The study was a retrospective observational analysis comparing 165,696 psychiatric outpatient contacts between March 9 and May 31, 2019, with 181,015 during the same period in 2020, an increase of 7%. The researchers also confirmed the shift away from in-person visits, tallying a 264% increase in telephone and video visits from the year before. Kaiser Permanente clinicians also offer mental health support by secure email message, but this study did not count those.

The study found 42% more addiction clinic visits than the same period in 2019. This could be related to patients having more difficulty coping with the pandemic, but it could also reflect existing patients having good connections with their addiction medicine providers, said study senior author Esti Iturralde, PhD, a research scientist with the Division of Research. “They may have been able to seek care more easily from the health system because of the strong connections and supports Kaiser Permanente provides, including case management,” she said.

The results also suggest some people did not immediately adjust to the new virtual visit format. Visits with new patients declined by 42%, as did visits by children and adolescents (down 23%), and older adults (down more than 5%).

The authors said these results may reflect which patients were most comfortable reaching out for telehealth care, at least during the first few months of the pandemic. Reliance on caregivers to facilitate visits, or healthcare avoidance during this time, may be behind these changes. Future research may reflect how patients adjusted to virtual visits past May 2020.

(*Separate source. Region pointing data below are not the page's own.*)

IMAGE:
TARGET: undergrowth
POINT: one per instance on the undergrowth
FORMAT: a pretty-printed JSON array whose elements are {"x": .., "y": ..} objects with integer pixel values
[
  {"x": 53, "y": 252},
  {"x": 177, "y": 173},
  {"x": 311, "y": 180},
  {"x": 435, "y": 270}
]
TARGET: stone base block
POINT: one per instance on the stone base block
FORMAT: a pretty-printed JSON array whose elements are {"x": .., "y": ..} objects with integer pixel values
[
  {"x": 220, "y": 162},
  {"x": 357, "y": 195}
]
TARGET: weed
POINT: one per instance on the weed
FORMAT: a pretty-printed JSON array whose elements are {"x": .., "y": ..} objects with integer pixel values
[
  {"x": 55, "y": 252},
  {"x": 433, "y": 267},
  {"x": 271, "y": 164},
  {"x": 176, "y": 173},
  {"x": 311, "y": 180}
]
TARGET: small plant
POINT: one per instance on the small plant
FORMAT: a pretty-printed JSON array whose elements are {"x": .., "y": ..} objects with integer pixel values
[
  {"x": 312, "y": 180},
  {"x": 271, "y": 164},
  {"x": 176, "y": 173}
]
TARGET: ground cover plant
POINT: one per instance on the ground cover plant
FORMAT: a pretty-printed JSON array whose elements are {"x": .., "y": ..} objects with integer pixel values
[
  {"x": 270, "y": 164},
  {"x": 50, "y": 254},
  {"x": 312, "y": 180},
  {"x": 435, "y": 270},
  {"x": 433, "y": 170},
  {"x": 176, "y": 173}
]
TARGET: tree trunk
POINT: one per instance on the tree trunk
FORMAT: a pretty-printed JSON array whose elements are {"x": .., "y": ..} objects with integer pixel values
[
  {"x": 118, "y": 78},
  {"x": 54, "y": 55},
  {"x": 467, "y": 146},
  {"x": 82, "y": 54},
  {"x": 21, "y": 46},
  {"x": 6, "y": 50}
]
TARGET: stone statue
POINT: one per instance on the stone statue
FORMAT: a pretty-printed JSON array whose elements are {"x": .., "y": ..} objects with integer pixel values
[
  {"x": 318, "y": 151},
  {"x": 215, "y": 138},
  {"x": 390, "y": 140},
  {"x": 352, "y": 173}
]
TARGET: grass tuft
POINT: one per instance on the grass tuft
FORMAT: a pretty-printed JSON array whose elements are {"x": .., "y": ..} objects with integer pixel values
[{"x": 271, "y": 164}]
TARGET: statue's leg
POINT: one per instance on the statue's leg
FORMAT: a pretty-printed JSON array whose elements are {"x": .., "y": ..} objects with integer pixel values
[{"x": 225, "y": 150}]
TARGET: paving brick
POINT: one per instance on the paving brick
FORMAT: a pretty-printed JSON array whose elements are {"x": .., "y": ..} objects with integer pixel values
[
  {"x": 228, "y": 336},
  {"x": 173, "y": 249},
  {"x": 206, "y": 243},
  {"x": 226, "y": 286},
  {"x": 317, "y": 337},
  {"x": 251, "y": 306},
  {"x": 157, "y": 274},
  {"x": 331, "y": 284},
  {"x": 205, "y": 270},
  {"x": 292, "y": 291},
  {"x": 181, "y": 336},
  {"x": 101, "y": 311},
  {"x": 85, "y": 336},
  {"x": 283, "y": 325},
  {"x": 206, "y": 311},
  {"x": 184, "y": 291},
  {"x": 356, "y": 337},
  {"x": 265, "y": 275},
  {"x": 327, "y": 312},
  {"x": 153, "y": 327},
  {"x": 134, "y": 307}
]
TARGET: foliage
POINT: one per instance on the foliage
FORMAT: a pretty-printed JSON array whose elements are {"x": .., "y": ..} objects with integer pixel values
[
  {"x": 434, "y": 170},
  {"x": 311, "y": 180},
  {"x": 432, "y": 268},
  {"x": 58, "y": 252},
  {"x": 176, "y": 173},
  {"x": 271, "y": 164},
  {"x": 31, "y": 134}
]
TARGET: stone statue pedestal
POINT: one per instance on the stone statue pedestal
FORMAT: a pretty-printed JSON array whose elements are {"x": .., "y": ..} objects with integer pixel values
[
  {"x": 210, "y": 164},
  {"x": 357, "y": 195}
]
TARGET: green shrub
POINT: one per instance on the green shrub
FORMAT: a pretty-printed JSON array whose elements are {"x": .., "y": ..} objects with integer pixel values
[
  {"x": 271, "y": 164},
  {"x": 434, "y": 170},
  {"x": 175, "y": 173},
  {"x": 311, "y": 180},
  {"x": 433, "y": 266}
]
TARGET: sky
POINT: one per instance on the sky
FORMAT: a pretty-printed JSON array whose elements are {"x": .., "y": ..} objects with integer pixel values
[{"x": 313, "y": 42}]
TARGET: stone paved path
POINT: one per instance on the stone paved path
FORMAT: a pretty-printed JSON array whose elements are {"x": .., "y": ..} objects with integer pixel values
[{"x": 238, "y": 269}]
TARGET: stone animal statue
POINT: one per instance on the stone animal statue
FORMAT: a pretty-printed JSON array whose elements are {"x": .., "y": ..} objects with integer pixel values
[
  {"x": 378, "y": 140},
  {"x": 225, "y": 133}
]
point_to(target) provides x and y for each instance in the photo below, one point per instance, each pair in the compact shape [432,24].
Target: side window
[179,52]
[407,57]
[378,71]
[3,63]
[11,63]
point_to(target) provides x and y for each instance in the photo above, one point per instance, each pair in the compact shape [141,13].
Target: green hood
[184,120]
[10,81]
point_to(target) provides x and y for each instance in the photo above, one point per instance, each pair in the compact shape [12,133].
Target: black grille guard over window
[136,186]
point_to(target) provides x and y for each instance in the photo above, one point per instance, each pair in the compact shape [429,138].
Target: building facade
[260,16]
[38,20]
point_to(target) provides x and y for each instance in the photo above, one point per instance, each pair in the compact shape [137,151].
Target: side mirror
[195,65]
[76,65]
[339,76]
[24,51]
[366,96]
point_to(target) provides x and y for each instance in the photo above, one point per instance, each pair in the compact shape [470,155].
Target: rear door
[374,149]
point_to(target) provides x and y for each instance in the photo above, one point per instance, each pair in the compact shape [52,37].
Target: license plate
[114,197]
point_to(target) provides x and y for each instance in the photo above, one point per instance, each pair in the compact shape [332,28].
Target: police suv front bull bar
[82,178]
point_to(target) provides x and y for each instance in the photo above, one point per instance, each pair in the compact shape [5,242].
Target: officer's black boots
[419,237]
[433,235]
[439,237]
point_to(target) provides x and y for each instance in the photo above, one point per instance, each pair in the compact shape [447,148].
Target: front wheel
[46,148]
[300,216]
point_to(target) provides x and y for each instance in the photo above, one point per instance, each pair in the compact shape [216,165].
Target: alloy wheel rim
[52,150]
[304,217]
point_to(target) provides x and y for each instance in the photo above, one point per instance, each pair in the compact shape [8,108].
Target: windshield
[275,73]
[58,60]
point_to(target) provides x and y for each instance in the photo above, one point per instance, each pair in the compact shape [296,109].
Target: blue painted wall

To increase use of virtual visits by these groups, and people with new mental health symptoms, the authors suggested outreach through collaborative care, such as getting referrals from primary care providers and other clinicians patients see for physical health concerns.

The research was supported by The Permanente Medical Group Delivery Science and Applied Research Initiative and Physician Researcher Program.

Other coauthors were Constance Weisner, DrPH, MSW, Cynthia Campbell, PhD, MPH, and Mubarika Alavi, MS, of the Division of Research; Samuel J. Ridout, MD, PhD, Maria T. Koshy, MD, Inderpreet Dhillon, MD, and Sameer Awsare, MD, of The Permanente Medical Group; and Brooke Harris, PhD, of the Kaiser Permanente Oakland Medical Center.

About Kaiser Permanente

Kaiser Permanente is committed to helping shape the future of health care. We are recognized as one of America’s leading health care providers and not-for-profit health plans. Founded in 1945, Kaiser Permanente has a mission to provide high-quality, affordable health care services and to improve the health of our members and the communities we serve. We currently serve 12.4 million members in 8 states and the District of Columbia. Care for members and patients is focused on their total health and guided by their personal Permanente Medical Group physicians, specialists, and team of caregivers. Our expert and caring medical teams are empowered and supported by industry-leading technology advances and tools for health promotion, disease prevention, state-of-the-art care delivery, and world-class chronic disease management. Kaiser Permanente is dedicated to care innovations, clinical research, health education, and the support of community health.